MSU poultry science majors chosen for research recognition

Author: Sarah Buckleitner

female and male student portraits

Tomilola O. Tomi (left) and Mohit Bansal (right)  (Photo by Submitted)

Two Mississippi State graduate students are winners of major research recognitions presented at the 2017 International Poultry Scientific Forum.

Tomilola O. "Tomi" Obe and Mohit Bansal were presented with awards of excellence at the professional gathering held in Atlanta, Georgia. Both are Starkville residents pursuing master's degrees in the Department of Poultry Science in the university's College of Agriculture and Life Sciences.

The annual forum is co-sponsored by the Southern Poultry Science Society, Southern Conference on Avian Diseases and United States Poultry and Egg Association. Its student competition is judged on academic rigor of the research project and a student's ability to successfully communicate its complex details—both traits required for professional success.

Research by the two MSU students involved separate areas of salmonella resistance, with Obe testing whether salmonella resistant to antimicrobials may also have resistance to pH, heat or antibiotics. Bansal looked at the ability of listeria and salmonella with resistance to antimicrobials to resist antibiotics and examined the components of "biofilm" or the coating that pathogens create when they come into contact with antimicrobials. Assistant Professor Aaron Kiess directs their investigations.

A native of Nigeria, Obe received a 2013 summa cum laude MSU poultry science degree with a business management focus.

"Tomi is an incredibly driven individual," Kiess said. "She received her bachelor's degree in poultry science here at Mississippi State and then worked in a processing plant.

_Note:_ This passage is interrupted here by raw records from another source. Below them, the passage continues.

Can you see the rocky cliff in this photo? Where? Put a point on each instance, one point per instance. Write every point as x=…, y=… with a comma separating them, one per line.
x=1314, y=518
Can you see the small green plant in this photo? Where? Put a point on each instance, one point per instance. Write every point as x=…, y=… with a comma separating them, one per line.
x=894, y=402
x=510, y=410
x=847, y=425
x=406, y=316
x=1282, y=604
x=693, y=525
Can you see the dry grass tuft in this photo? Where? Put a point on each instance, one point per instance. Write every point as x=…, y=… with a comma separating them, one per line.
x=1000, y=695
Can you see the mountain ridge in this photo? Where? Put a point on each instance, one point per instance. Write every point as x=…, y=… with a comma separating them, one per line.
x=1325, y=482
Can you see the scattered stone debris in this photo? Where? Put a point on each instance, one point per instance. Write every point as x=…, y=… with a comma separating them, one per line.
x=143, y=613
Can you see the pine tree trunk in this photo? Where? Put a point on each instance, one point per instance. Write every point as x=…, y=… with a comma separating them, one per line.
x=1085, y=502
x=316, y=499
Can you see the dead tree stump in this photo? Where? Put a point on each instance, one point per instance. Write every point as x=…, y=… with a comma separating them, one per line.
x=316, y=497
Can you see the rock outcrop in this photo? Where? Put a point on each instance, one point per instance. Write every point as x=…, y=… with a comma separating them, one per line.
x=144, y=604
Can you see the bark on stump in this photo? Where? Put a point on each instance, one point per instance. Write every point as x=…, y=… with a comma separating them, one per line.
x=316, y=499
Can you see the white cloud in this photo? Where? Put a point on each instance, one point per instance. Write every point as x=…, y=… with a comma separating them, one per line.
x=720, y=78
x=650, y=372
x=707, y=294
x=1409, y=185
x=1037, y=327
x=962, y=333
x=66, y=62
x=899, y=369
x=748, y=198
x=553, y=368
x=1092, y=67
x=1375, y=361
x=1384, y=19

Her experiences there motivated her to work on a master's degree geared toward helping the industry."

Kiess was equally appreciative of Bansal, a native of India, who he said is also highly motivated. "He has this uncanny ability to come up with novel research ideas," Kiess said.

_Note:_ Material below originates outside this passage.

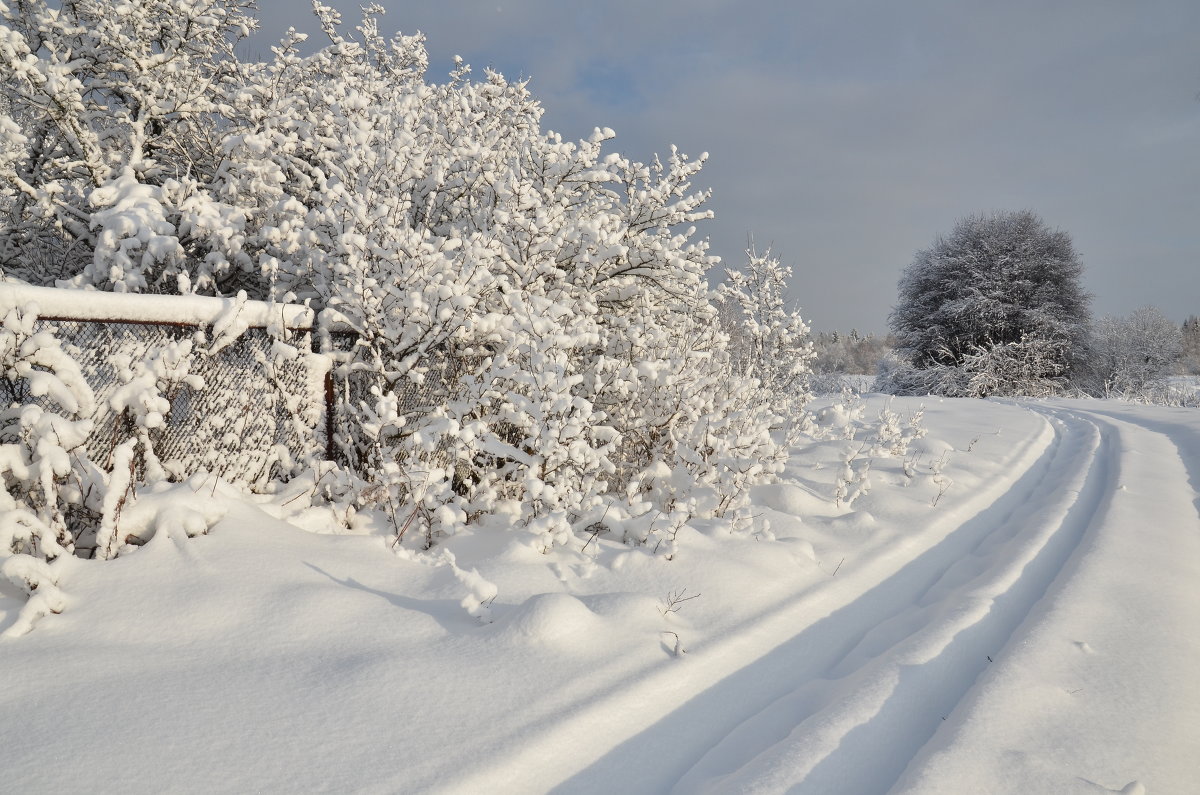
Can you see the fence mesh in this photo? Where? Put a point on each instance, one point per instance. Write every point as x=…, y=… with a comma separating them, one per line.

Mary Beck, poultry sciences department head, also spoke about the students' excellence.

"Each has exceptional potential to conduct meaningful research that should produce significant answers that benefit the general fields of food safety and processing plant environments," Beck said.

Both plan to pursue doctoral degrees—Obe at MSU; Bansal at the University of Arkansas.

Pumping an estimated $6 billion into the state's economy, poultry and egg production is Mississippi's largest agricultural industry.

Mississippi State is among only six U.S. higher-learning institutions currently offering poultry science degrees. Because campus research programs and teaching curricula mirror current maintenance and production practices, the university provides a high percentage of graduates directly to the industry or its allied businesses.